Here are some essential questions when it comes to delivering software:
• How can I tell when something has gone wrong with my software?
• How can I diagnose what went wrong
• How can I be sure my fix works
• How can I get my fix into the live environment
• How can I tell how much delivery of my system costs
Devops is the process of making the answers to all of these questions be an assured “easily, and quickly”.
So, it means monitoring, alarming and alerting. Of infrastructure, so you know if CPU is exhausted or a disk fails. But also of your app’s behavior – HTTP 5xx error codes, failed delivery of messages, exceptions with particular inputs. Something has to go red when there is a failure.
It means having access to infrastructure and application logs. The ELK stack or Graylog are good and popular examples. To diagnose what went wrong, I want to view the logs around the time frame of the failure, and get a good error message. Writing good error messages is a cornerstone of Devops strategy. Don’t look down on it. The Ops part of you will thank the Dev part of you one day in the future.
It means having tests for your code, and it means investing the effort in making code testable. When it comes to fixing an issue, you write tests to prove the fix. This is not strictly a Devops practice, more an Agile one, but I’m struggling more and more these days to see the difference. And also less inclined to care about the difference. Devops is about caring holistically about continued delivery of service to customers, not about process names.
It means having a continuous integration and delivery process. An automated one. So when you check in your fix, it gets built, it gets tested, packaged, and deployed onto an environment that is identical to production, but maybe on a smaller scale. Thereafter the package is promoted to environments progressively more like production, until it gets to production itself.
It means having tools or reports that tell you how much your infrastructure costs. It used to be called Total Cost of Ownership. Whatever happened to that? Every cloud platform I have worked on so far offers this. I’m paying $5,000 a month.
What’s less quantifiable in many systems, is how much money the system is making the business.
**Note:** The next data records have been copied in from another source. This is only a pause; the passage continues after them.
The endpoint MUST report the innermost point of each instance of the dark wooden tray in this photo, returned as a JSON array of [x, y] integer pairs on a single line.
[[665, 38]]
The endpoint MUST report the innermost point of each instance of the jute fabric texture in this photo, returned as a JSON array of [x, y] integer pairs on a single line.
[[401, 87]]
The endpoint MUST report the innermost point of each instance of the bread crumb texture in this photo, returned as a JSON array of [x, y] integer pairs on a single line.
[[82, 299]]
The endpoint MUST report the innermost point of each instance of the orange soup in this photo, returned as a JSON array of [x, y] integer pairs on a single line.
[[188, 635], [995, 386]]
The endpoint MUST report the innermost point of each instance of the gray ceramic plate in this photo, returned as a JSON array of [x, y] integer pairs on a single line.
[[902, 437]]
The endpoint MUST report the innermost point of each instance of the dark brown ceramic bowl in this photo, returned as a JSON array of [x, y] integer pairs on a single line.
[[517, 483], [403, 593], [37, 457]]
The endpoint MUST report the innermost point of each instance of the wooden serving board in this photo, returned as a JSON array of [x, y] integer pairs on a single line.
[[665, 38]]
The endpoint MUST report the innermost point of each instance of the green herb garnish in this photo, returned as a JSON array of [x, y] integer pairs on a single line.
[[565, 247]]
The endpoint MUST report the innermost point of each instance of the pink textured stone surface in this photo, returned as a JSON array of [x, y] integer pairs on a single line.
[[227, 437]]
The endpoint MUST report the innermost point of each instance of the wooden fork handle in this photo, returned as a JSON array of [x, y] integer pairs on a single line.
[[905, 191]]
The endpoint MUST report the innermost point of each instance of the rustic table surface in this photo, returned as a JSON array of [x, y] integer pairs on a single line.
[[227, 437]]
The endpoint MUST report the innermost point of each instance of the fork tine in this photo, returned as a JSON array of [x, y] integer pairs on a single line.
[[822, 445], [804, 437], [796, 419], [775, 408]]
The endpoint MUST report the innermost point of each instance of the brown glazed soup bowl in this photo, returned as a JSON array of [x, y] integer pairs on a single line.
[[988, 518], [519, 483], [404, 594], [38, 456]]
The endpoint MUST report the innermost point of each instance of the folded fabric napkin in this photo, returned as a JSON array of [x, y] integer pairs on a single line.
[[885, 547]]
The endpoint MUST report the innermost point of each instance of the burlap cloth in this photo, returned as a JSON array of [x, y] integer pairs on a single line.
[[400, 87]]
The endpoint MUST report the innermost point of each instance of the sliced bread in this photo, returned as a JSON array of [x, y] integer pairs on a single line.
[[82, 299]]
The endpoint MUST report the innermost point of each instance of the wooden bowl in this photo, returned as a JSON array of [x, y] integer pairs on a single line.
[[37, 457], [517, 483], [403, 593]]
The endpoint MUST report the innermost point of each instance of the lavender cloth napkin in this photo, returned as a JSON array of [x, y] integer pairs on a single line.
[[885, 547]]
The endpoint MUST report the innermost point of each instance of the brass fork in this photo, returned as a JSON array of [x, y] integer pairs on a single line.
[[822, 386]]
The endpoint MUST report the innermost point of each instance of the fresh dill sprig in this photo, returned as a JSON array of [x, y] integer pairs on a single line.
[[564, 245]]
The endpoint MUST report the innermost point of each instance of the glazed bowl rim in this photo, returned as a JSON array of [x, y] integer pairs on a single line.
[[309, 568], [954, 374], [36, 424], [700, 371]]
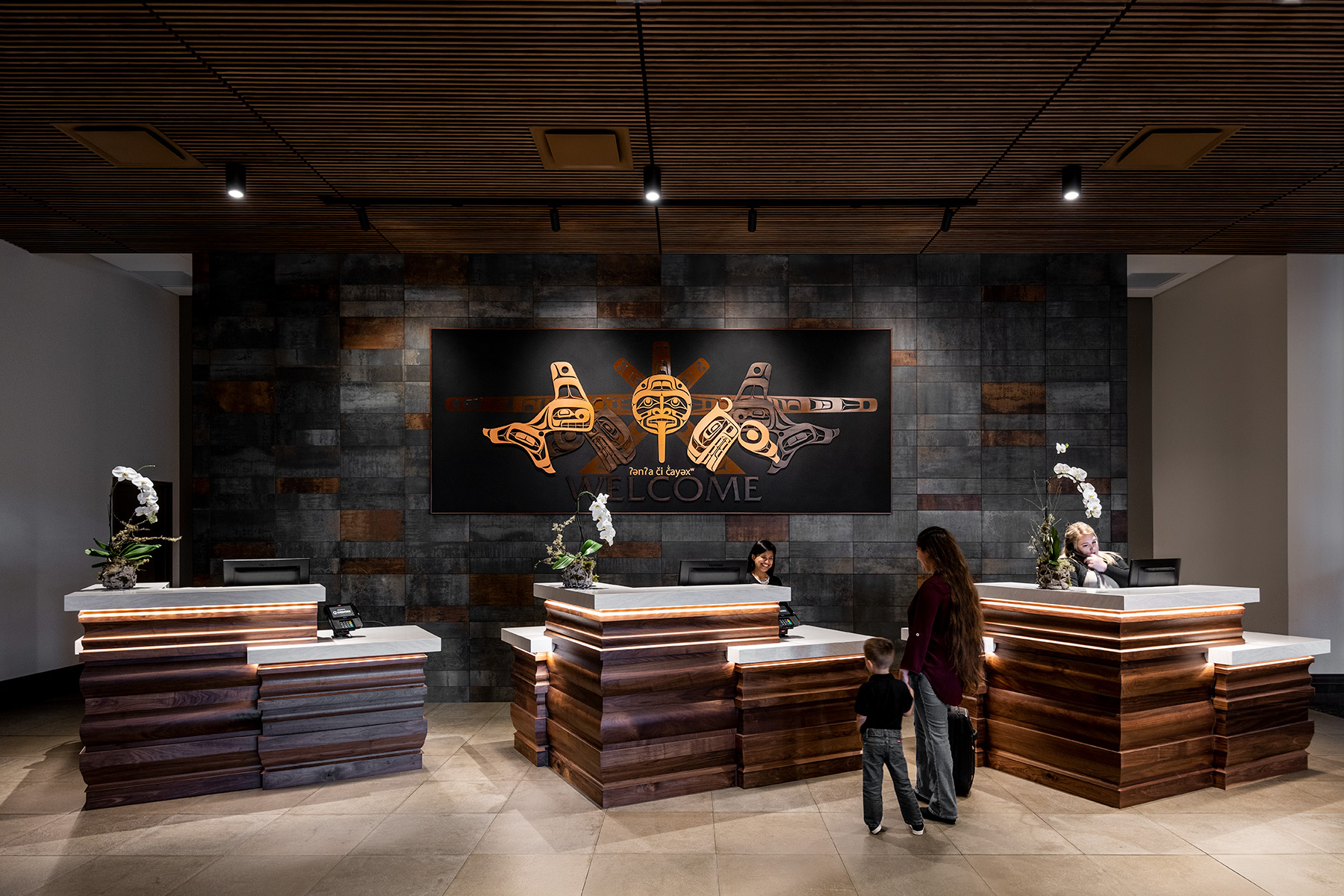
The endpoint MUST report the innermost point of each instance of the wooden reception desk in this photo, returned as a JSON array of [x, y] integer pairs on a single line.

Maybe this will have its day – “FinDevOps”, where the finance team are involved in the software delivery as equal partners, and they want to see a taxi-meter style “profit for the day” gauge on Grafana. I’ve seen such a thing once.
Anyway, enough day dreaming.
Devops is also a culture. One of end-to-end caring. Having devs on front line support is a super way to bootstrap this mindset. “If you wrote it, you run it”. Suddenly it gets personal. If a dev realizes he or she is going to be call on Saturday night, suddenly unit testing makes sense! A fast build makes sense. Continuous Delivery makes sense. Monitoring makes sense. Automation makes sense. Retrospectives following an incident make sense.
I have worked in dev environments that were disconnected from delivery and support, and there has been a cynical attitude to “best practices”. Especially retrospectives. Devs can be very cynical about retrospectives. But if you’re going to get a call in the middle of the night on a Saturday to fix your stuff, you want it done fast and reliably so you can get back to bed. Or back to the pub.
And then on Monday morning you will be very motivated to say “Hey folks, we screwed up with that last delivery. How can we do better”. Now you’re very motivated to have a retrospective all of a sudden. And to implement the findings!
So Devops is about caring. Its about not being siloed. It’s not “somebody else’s problem”. It’s a spirit of collective responsibility. And if you go the whole hog and involve the finance Finance people too – give them a taxi meter so they can get excited and join you – you might be starting a new movement.